His working budget, which he called a “status quo budget,” included all the amounts budgeted for construction and capital purchases from the 2007-2008 budget plus added costs for salary step-increases and insurance cost hikes. According to Lee, this budget revealed a $1.675 million shortfall.
Ward 1 Councilor Alex Buehler and Ward 2 Councilor Kevin Huddleston expressed some confusion about what should be in this budget as opposed what was included at this point.
The printed version included appendices which detailed what various departments wanted in capital purchases for the upcoming year, while Lee’s status quo budget allowed the same budget for each department they had in the 2007-2008 budget and all the construction budget from the past year as well.
Mayor Don Fox and the council told Lee they wanted a budget with, as Ward 6 Councilor Kathy Warmath called, “all the capital amounts combed out.”
This would allow the council to decide what the city can afford to add back into the budget.
“We want a balanced budget,” Ward 3 Councilor William Farmer noted.
Fox agreed, “Once we get all the outlay to the side, we may not even have a deficit,” he said.
The council members did an informal “combing” of their own and found more than $1 million in capital outlays, which may or may not need to be part of the proposed 2008-2009 budget. Warmath then told Lee he’d received a windfall.

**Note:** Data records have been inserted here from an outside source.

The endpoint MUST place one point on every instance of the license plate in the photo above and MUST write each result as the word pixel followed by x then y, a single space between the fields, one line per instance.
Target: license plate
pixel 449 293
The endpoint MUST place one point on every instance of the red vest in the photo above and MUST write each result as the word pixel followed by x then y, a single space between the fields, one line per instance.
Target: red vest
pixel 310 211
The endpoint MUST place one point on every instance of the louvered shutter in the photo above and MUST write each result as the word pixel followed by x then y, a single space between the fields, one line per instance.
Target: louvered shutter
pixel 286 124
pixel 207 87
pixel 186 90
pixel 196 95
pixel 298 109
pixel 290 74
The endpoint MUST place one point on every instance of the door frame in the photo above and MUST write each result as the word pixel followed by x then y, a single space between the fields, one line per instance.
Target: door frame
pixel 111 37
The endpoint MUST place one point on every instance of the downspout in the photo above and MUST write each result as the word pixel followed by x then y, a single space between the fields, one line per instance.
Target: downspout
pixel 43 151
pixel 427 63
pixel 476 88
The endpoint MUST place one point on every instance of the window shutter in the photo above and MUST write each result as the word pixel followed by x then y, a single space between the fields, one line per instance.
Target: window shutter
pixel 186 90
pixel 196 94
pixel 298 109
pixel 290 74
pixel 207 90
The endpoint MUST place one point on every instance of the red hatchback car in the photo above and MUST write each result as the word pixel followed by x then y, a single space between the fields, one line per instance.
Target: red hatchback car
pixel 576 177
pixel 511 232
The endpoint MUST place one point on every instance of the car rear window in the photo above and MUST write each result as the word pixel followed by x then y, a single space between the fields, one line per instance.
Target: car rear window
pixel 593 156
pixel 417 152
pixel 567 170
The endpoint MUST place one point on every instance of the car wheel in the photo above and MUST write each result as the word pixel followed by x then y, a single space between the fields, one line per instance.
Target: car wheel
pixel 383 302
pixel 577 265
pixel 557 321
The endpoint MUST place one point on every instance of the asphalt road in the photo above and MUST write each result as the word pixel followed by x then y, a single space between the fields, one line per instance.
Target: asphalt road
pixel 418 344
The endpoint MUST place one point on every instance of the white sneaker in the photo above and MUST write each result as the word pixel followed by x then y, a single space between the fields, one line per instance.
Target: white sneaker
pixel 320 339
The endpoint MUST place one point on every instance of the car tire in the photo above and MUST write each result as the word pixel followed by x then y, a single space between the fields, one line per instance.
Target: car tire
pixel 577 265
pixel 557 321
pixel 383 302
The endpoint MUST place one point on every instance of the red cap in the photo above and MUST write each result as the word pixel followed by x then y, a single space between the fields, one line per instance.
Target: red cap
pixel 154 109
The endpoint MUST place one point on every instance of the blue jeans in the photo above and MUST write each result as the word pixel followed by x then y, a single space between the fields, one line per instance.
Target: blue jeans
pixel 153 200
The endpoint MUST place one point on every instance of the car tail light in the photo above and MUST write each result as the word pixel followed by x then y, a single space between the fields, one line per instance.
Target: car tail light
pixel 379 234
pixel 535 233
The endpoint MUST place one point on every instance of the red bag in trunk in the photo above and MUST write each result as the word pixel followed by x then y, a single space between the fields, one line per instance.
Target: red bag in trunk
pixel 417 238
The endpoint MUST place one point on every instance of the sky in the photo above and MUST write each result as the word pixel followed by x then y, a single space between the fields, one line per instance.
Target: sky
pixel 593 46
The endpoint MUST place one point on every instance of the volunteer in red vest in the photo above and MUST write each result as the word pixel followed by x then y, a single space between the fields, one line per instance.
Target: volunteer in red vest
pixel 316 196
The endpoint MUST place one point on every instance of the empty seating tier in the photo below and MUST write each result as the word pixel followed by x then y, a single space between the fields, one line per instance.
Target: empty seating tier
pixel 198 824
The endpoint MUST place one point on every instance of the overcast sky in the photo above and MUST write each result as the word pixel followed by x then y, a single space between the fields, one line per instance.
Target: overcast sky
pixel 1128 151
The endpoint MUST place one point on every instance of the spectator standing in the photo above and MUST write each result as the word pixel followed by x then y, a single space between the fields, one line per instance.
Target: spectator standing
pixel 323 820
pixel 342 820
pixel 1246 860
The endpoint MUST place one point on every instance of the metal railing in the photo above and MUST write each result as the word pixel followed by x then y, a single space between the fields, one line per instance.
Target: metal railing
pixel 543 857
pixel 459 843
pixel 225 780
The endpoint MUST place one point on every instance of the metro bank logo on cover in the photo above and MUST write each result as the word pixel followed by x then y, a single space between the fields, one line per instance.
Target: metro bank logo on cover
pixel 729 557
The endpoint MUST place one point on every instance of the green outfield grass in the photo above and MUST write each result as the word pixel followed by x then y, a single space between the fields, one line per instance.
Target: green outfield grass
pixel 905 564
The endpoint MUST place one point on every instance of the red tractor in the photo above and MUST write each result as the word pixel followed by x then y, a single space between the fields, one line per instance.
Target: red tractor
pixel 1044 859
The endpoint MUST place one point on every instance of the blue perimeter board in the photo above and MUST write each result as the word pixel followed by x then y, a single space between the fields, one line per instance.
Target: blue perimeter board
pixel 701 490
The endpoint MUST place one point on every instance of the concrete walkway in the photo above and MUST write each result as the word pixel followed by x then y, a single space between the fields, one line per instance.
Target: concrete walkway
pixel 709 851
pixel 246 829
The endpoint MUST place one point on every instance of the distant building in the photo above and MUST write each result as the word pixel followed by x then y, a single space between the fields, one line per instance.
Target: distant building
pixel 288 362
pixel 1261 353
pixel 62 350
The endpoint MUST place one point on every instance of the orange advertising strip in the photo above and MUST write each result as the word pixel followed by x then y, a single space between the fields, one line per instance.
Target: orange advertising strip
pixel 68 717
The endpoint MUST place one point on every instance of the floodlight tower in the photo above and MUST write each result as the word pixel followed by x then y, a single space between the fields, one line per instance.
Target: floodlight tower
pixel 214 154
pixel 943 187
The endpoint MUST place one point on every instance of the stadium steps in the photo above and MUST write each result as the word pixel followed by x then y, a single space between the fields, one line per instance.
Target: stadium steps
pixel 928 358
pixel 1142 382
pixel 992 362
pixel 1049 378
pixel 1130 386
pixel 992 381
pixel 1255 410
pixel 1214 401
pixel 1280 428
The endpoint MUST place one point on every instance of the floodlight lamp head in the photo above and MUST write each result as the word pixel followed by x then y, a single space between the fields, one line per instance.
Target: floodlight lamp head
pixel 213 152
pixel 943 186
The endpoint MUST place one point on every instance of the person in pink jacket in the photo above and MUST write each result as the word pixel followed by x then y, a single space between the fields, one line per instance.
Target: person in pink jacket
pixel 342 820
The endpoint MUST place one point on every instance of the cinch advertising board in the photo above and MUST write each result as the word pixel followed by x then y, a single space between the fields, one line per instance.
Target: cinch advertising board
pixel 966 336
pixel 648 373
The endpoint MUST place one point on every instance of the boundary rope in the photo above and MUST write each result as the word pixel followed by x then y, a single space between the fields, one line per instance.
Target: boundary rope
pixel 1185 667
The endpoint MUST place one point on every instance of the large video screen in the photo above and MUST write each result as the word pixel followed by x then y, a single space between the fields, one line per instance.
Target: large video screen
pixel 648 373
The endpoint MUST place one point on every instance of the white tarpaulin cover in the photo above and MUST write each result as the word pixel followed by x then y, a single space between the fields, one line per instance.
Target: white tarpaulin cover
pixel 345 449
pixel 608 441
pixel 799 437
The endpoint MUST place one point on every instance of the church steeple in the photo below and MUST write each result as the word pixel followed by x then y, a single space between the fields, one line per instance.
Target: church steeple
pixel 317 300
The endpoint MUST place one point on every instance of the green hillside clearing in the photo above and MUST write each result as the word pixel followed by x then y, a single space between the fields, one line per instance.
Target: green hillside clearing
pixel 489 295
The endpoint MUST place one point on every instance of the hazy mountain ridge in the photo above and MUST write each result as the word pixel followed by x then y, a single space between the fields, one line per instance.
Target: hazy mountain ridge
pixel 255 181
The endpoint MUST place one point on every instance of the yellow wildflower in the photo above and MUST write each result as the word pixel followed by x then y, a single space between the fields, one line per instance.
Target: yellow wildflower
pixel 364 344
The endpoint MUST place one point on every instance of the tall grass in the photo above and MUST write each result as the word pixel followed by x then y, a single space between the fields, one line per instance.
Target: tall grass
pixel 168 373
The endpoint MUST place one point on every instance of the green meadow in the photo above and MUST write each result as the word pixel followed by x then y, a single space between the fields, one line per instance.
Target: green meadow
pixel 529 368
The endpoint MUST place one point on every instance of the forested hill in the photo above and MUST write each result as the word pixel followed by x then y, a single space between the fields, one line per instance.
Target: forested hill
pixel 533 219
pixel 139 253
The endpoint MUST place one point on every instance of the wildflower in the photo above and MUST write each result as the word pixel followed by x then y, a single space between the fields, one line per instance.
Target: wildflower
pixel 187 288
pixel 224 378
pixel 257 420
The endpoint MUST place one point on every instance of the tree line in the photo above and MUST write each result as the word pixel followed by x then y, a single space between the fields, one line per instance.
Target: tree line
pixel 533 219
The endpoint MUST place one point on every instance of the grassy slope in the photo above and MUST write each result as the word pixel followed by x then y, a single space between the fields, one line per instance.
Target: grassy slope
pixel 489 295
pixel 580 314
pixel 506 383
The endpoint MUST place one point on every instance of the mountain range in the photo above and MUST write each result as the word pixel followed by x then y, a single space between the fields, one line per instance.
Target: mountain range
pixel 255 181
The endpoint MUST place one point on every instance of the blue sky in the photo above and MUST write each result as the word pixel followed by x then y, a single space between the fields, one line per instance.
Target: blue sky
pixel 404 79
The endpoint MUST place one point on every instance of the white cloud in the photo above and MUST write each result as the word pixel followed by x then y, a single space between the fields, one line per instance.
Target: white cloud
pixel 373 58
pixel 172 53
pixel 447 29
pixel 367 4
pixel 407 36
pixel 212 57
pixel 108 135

At the next budget work session council plans to look at a cleaned-out budget after Lee eliminates amounts already spent last year and then sees what can be added in from this year’s departmental “wish lists.”
“We need to start with salaries, and insurance costs,” Farmer said.
And as the mayor pointed out, that didn’t include construction projects which have already been completed and the bills paid.
The intention is to have a final budget ready for first reading before the council by June 2, with the third and final reading coming two weeks later.